4- DE systeemwereld bestaat niet, spoor de tegenstrijdige spelregels op 
Die verkokering staat natuurlijk voor iets breders: het stikt bij gemeenten van tegenstrijdige instrumenten en procedures.  Veel gemeenten werken tegelijk aan flexibel omgaan met regels als aan het strakker handhaven, hebben gestandaardiseerde regels voor aanbesteding maar ook het ‘right to challenge’ waarbij bewoners de gemeente daarop mogen uitdagen, hebben ambtenaren die je helpen om een pand te vinden en ambtenaren die gewoon commerciële vastgoedboeren zijn.
Van die tegenstrijdigheden kun je veel last krijgen, bijvoorbeeld als je denkt dat de gemeente je helpt maar verderop in het proces duikt er toch een veto op. Daar haak je al snel op af. Maar je kunt die tegenstrijdigheden ook benutten. Dus als je een lagere grondprijs wilt even op zoek naar gevallen waar gehaaide ontwikkelaars dat ook bedongen hebben. En als de gemeente een ‘right to challenge’ kent even kijken of je die kunt gebruiken om het beheer van publieke ruimte naar je toe te halen.  
Daarnaast moet je goed beseffen dat de toepassing van regels en wetten een kwestie is van interpretatie. In veel gevallen waar initiatiefnemers te horen krijgen dat iets niet kan of op een bepaalde manier moet is het niet de regel zelf die dit ze bepaalt maar komt dat voort uit de interpretatie ervan door de betreffende ambtenaar. Laat je dus nooit afschepen met de dooddoener dat iets nu eenmaal niet kan of juist moet volgens afgesproken regels maar vraag door: ‘waarom niet’, ‘zijn er ook uitzonderingen gemaakt’, ‘onder welke condities kan het wel’ , ‘wil je met mij de rek in de regels gaan zoeken’?
Een ambtenaar of professional die je goed gezind is zal hier zeker aan meewerken.

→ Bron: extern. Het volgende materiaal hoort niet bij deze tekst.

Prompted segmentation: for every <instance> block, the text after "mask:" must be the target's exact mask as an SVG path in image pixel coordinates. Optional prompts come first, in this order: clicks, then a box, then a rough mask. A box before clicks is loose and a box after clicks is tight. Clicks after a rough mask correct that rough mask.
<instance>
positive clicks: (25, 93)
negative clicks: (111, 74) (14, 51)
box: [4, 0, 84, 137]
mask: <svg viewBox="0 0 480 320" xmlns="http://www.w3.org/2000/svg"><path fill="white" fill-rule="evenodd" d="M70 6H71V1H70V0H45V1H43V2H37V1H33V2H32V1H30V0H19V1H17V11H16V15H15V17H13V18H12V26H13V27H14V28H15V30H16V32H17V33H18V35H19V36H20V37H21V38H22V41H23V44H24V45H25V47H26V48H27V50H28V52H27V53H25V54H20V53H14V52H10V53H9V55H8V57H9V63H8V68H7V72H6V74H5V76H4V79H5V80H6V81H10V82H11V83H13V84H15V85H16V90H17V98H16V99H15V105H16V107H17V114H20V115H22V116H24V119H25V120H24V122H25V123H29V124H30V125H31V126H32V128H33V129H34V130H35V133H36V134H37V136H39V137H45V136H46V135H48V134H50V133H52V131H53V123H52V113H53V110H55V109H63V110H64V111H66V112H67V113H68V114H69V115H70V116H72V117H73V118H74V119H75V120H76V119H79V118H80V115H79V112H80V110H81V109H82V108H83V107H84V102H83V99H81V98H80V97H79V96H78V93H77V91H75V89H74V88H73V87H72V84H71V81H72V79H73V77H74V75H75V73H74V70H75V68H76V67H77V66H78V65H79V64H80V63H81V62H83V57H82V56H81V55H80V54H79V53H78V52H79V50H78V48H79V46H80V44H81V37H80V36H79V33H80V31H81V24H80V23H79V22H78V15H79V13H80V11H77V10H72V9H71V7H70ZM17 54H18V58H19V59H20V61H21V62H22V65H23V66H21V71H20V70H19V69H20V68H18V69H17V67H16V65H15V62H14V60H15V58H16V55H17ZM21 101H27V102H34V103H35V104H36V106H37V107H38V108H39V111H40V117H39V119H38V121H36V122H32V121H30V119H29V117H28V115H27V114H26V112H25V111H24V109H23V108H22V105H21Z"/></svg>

En heb je last van halsstarrige ambtenaren die bovenop de regels zitten kijk dan of je via ambtenaren die dichter bij je zitten (denk aan de participatiemedewerkers, buurtcoaches en wijkregisseurs), gemeenteraadsleden, de wethouder en/of publiciteit er wel wat in beweging kan krijgen. Zonder zichtbaarheid en lobby redt je het meestal niet.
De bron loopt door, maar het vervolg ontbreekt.